CENTRO INTERNAZIONALE STUDI CONTAINERS
ANNO XXXVIII - Numero FEBBRAIO 2020
CONTAINER FREIGHT RATES CONTINUE TO TUMBLE
"Maersk CEO Soren Skou warned yesterday that factories in
China were still only operating at 50-60% capacity and a rebound in
shipping demand in the coming weeks would depend on a swift economic
recovery from the impacts of coronavirus."
There are few signs of a respite for carriers just yet with
Drewry's composite World Container Index losing 5.8% this week and
is now down 1.9% versus a year earlier.
In the week to 20 February, freight rates to Europe on the key
Shanghai-Rotterdam and Shanghai-Genoa lanes fell 9% and 10%,
respectively, noted Drewry.
A similar picture is apparent on the trans-Pacific. Freightos
reported earlier this week that the coronavirus outbreak "has
been profoundly disruptive to the global supply chain, especially
for importers heavily reliant on Chinese manufacturing".
It said China-US West Coast prices had lost 8% over the last
week to slump to $1,371 per FEU, with rates now 24% lower than at
the same point of 2019.
China-US East Coast prices fell 6% to $2,661 per FEU over the
week and now trail equivalent pricing in 2019 by 10%.
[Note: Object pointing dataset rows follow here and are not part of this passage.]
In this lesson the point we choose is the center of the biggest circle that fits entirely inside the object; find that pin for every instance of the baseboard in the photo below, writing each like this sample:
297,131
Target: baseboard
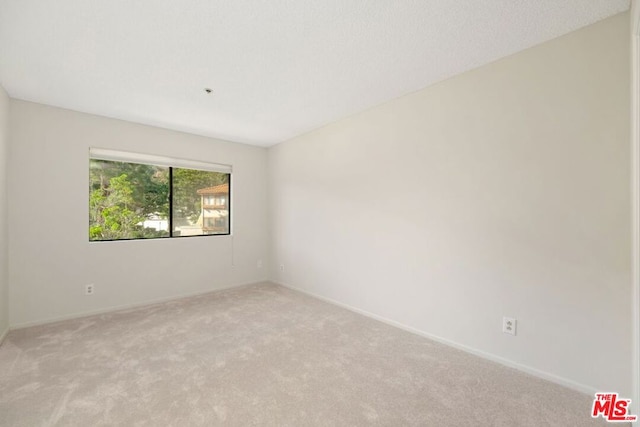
127,306
492,357
3,335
Cargo scarcity a continued blight
According to Freightos, such is the scarcity of cargo that price
cutting is not much of an option for lines given that those vessels
that did sail this week reported that up to 90% of capacity was
With demand devastated, carriers are continuing to cut capacity.
Skou said Maersk had now cancelled 50 sailings in addition to
services that were blanked for Chinese New Year holidays and factory
closures in late January.
The strategy is being replicated across the liner sector.
According to Alphaliner, carriers have cancelled an unprecedented
number of sailings from Asia in the past month.
Mass void sailings the only response
Alphaliner's latest survey of Asia-North Europe liner services
revealed that 33 sailings were cancelled in the last four weeks,
meaning that 46% of scheduled departures on the route were dropped.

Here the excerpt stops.